The next obsolete site - CNNSI

I'm a news junkie, I collect my news from various sources on the web. When it comes to sports, I would visit cnnsi.com and pick up the headlines. That was then, now like other old media companies they haven't stayed ahead of the curve. Other sites feature live streaming comments from the Phoenix court about Balsillie and the NHL (thanks TSN), commenting on each article, and more up to the minute statuses for my fantasy football lineups. CNNSI sources their material from sources such as AP and STATS, providing only limited original material beyond editorials. What happened to the site that was cutting edge?

Not only have other sites such as TSN, Yahoo Sports, CBS Sports and ESPN passed by CNNSI in terms of up to date and immediate content, but the quality of the site has dropped substantially. I have featured the CNNSI site many times in the "Quality Issue of Day" and have started to wonder if they have anyone on staff that validates the quality of the pages as content is streamed from Banks, King, and Trotter.

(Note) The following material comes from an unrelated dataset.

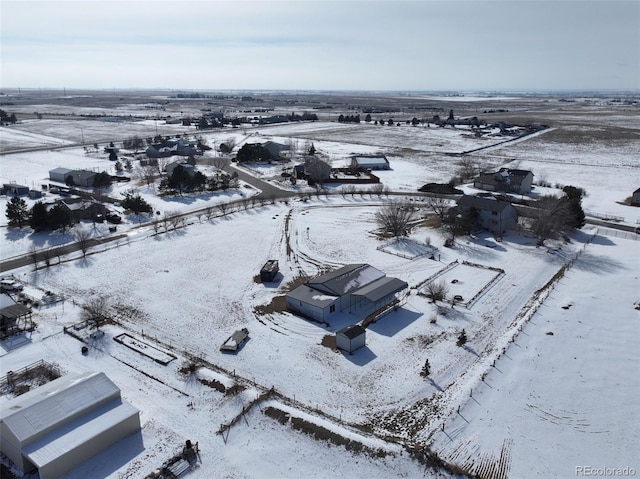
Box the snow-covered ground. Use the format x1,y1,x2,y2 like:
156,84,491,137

I would understand if the page is not exactly correct in the "low hanging fruit" of the browser world. But for it not to work in Internet Explorer 8? Come on, how many times will badly rendered pages go unnoticed before action is taken to prevent them in the first place?

I have to speculate that CNNSI is using a CMS (content management system) to push the editorials, headlines and new slide shows out to the web, so they must assume that it's just content and the structure of the page will be fine so why test it.

Here is the latest....



I can't blame CNNSI completely, especially when their parent company CNN is struggling in the new media realm. It was the leader in the field, broadcasting news in a 24 hour format long before anyone else (1992), now they struggle to create an identity in the new media universe. They spend most of their time, repeating tweets and comments posted by their viewers and their evenings are filled mostly with repeats of shows aired earlier in the day. Their Headlines News network now offers "News and Views" rather than the 24 hour news format that once was their specialty. Somewhere along the line, they lost their vision that "a viewer could tune in at any time and, in just 30 minutes, receive the most popular national and international stories"; now they only air news during the day (when no one is watching?).

According to Hitwise data in July 2009, CNNSI didn't even register in the listing of top ten sports sites. Until CNNSI steps up and reestablishes itself as a leader in sports arena in both quality and content, count me out.